I picked a cold sausage from his plate and chewed on the cold viscous meat, before spitting most of it out and washing it down with more cold tea.
‘He need taught a lesson,’ said Harry, watching him go.
‘Och, no, he’s awright. He didnae mean anythin.’
Harry sneered. ‘The cunt’s a grass.’
‘Well, he’ll huv nothin tae tell anybody,’ I reassured him. ‘But whit happened tae Vic?’
‘Priceless. Tell me whit happened. An I’ll tell you.’
I smiled like a man chewing shitty cold sausage. While trying to think of something to placate him. ‘Yeh still playing that World Cup thing?’
‘Aye, an Full Metal Jacket. We get tae shoot soldiers and cops, but unfortunately, when yeh turn the game back on they’ve got mair than nine lives, the cunts.’
I tugged at my earlobe. ‘Like Vic?’
‘Aye, like Vic. It was like the same old tune. I know he warned yeh aff. But I wisnae sure yeh could dae it. Or come through wae it. But then the commotion started. Yeh must huv heard it?’
He stared across at me. I looked back at him calmly. He was first to look away.
‘Well, yeh must have been daeing that goaty hing. We aw heard the whispering. I thought it wiz jist me. In my heid. An I was goin crazy. But it was everybody else tae. Then Vic. Fuckin hell. By the time they’d got to im, he was deid. Yeh know how that goes?’
I nodded. ‘Aye.’
‘They’d the nurse, the doctor, the wardens, the acting governor, the whole kebab.’
I thought he meant shishkebab, but didn’t correct him.
‘Then we’d aw the doors banging open and shut. I couldnae even play my shitey Ninetendo thing. Then…’
I waited to hear what happened next. ‘Then whit?’
He put some oomph into it. ‘Then the body disappeared. The doctor. The nurse.

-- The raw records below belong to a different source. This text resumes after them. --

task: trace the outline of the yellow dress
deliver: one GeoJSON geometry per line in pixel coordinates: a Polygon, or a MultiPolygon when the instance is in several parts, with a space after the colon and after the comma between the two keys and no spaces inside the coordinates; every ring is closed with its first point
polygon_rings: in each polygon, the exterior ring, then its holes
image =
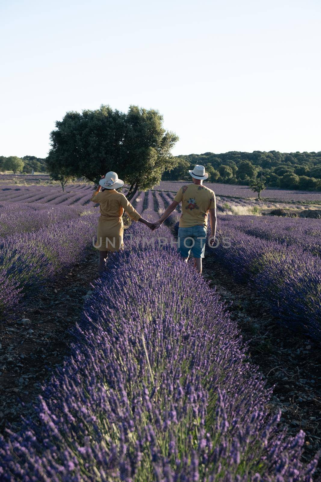
{"type": "Polygon", "coordinates": [[[125,211],[129,217],[137,221],[141,217],[124,194],[115,189],[96,191],[90,198],[100,204],[100,217],[95,247],[100,251],[119,251],[124,243],[122,215],[125,211]]]}

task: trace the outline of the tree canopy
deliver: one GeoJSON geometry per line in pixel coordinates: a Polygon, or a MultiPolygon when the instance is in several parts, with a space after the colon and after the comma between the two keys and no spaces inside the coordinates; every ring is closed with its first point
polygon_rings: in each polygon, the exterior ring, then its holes
{"type": "Polygon", "coordinates": [[[5,171],[13,171],[13,174],[19,171],[21,172],[25,163],[22,159],[17,156],[9,156],[4,161],[3,169],[5,171]]]}
{"type": "Polygon", "coordinates": [[[137,106],[127,113],[104,105],[81,114],[67,112],[51,134],[48,171],[95,183],[116,171],[129,185],[130,199],[137,189],[158,184],[164,171],[174,166],[170,151],[178,137],[164,129],[163,120],[157,110],[137,106]]]}

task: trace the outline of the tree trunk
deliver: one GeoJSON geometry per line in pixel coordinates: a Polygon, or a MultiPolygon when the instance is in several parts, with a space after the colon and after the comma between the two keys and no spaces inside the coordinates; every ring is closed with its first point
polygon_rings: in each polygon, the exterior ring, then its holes
{"type": "Polygon", "coordinates": [[[134,190],[132,191],[131,192],[129,192],[128,191],[126,197],[128,201],[130,201],[132,199],[136,193],[137,189],[138,189],[138,182],[136,182],[135,185],[135,187],[134,188],[134,190]]]}
{"type": "Polygon", "coordinates": [[[128,189],[128,192],[127,193],[127,194],[126,195],[126,196],[130,196],[130,194],[131,194],[131,190],[132,190],[132,189],[133,188],[133,186],[134,186],[134,183],[133,183],[133,184],[131,185],[131,186],[130,186],[130,187],[128,189]]]}

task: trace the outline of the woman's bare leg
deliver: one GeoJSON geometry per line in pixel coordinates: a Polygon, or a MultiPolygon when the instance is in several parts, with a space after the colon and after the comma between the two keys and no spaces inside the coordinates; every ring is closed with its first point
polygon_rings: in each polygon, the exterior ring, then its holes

The wardens aw kicking up fuck. Opening up aw the cell doors. Dragging folk oot their beds.’ He peered at me. ‘Yeh no mind that? Them coming into yer cell?’
‘Aye,’ I tried to make it sound convincing, but he wasn’t really listening.
He checked nobody else could hear us and whispered, ‘Wiz it the goats that took his body?’
I put my finger to my lips, as if to shoosh him.
He winked to reassure me that he wasn’t like the other guy, a grass, when I nodded. But I’d no more of a clue than him.